# Equal dominance?



## gregjones (Sep 14, 2008)

I've been reading up on genetics and I know how to draw the punnet squares to determine how the offspring will look.

However, what happens when 2 genes have equal dominance? So let's say I have 2 different recessive morphs, breed them together...what will the offspring look like?
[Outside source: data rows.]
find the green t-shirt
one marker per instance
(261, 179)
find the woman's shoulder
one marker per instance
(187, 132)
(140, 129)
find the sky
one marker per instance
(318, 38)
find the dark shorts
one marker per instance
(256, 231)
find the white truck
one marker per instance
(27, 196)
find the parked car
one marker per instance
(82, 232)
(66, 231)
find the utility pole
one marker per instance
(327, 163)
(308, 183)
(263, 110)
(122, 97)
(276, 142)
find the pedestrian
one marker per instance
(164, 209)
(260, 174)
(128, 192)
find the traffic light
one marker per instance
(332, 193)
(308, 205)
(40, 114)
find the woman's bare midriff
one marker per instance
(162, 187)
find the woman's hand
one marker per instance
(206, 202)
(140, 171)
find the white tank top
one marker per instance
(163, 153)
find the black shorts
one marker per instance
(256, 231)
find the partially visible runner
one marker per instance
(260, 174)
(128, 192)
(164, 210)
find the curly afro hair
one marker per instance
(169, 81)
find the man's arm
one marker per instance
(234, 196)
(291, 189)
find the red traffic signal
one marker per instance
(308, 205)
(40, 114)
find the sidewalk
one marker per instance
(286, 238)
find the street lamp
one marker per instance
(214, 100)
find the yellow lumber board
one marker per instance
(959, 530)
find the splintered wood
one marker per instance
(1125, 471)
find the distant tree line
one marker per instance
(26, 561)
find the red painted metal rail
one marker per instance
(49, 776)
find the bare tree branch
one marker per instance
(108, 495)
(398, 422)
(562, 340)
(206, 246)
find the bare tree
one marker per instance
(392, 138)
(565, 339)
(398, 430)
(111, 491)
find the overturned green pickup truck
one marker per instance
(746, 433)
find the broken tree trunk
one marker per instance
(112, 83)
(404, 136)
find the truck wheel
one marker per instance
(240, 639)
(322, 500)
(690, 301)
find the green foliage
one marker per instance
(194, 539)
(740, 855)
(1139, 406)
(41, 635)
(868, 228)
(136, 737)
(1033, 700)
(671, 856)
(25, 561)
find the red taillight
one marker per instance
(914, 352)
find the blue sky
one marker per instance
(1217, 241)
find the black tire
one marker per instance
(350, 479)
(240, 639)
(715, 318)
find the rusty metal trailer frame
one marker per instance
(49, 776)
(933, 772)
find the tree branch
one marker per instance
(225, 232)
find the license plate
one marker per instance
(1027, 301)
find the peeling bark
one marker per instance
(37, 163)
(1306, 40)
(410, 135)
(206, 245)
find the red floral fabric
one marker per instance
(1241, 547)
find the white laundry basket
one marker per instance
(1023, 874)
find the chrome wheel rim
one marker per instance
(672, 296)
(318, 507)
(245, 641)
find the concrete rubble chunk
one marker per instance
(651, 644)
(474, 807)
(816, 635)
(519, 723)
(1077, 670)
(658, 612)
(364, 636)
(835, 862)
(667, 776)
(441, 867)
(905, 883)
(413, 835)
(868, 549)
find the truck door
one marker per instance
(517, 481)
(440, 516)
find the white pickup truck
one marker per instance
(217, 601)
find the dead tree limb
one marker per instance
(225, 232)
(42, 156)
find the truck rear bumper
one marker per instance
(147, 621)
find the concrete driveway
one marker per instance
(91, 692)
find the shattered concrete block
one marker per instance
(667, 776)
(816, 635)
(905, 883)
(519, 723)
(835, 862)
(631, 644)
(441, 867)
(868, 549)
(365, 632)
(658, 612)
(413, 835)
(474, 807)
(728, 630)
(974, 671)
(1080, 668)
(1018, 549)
The reason I ask is because I read a thing suggesting the "Spider" gene is dominant. So I was wondering what would happen if this was bred to a normal?


----------



## Blackecho (Jun 30, 2008)

Different genes sit at different loci, so you can have more than one visible, you will effectively get a mix of them.


----------



## alan1 (Nov 11, 2008)

grantjames said:


> However, what happens when 2 genes have equal dominance? So let's say I have 2 different recessive morphs, breed them together...what will the offspring look like?


in this case, the "normal" gene is more dominant than the 2 recessive genes...
so, the offspring from an albino & pied pairing, would result in all of the clutch looking normal, but het for both albino & pied...

breed these offspring back to each other for a 1:16 chance (per egg) of the visual albinopied...


----------



## bladeblaster (Sep 30, 2008)

grantjames said:


> I've been reading up on genetics and I know how to draw the punnet squares to determine how the offspring will look.
> 
> However, what happens when 2 genes have equal dominance? So let's say I have 2 different recessive morphs, breed them together...what will the offspring look like?
> 
> The reason I ask is because I read a thing suggesting the "Spider" gene is dominant. So I was wondering what would happen if this was bred to a normal?


when genes are quoted as being dominant, this is usually in relation to the 'normal' gene. Spider is dominant to the normal gene so a spider to a normal will produce spiders and normals.

In recessive genes say albino is recessive so the normal gene is the dominant gene in this case.



Blackecho said:


> Different genes sit at different loci, so you can have more than one visible, you will effectively get a mix of them.


: victory:


----------



## eeji (Feb 22, 2006)

a het spider would give spider and normal when bred to a normal, and a **** spider to a normal would give all spiders


----------



## SNAKEWISPERA (Aug 27, 2007)

There is no het spider.


----------



## Blackecho (Jun 30, 2008)

SNAKEWISPERA said:


> There is no het spider.


Yes there is, there is no known homozygous spider though as far as I'm aware.

However, genetically speaking, Ian is correct.


----------



## SNAKEWISPERA (Aug 27, 2007)

Blackecho said:


> Yes there is, there is no known homozygous spider though as far as I'm aware.
> 
> However, genetically speaking, Ian is correct.



wait there.. so everything ive just been told has been thrown out the window... how is there a het spider?
spider is dominant?


----------



## Blackecho (Jun 30, 2008)

SNAKEWISPERA said:


> wait there.. so everything ive just been told has been thrown out the window... how is there a het spider?
> spider is dominant?


Heterozygous and Homozygous have nothing to do with Recessive, Co-Dominant and Dominant.

Genes come in pairs, is the pair are the same they are Homozygous, if they are different they are Heterozygous.

Recessive genes need to be homozygous to be visual as the 'normal' gene is more dominant.

Dominant genes such as Spider only need 1 gene to be visual as they are more dominant than 'normal'.

So basically every spider out there is Heterozygous as I don't think anyone has proven a Homozygous Spider.


----------



## eeji (Feb 22, 2006)

there is indeed a het spider and a **** spider - they just happen to look the same.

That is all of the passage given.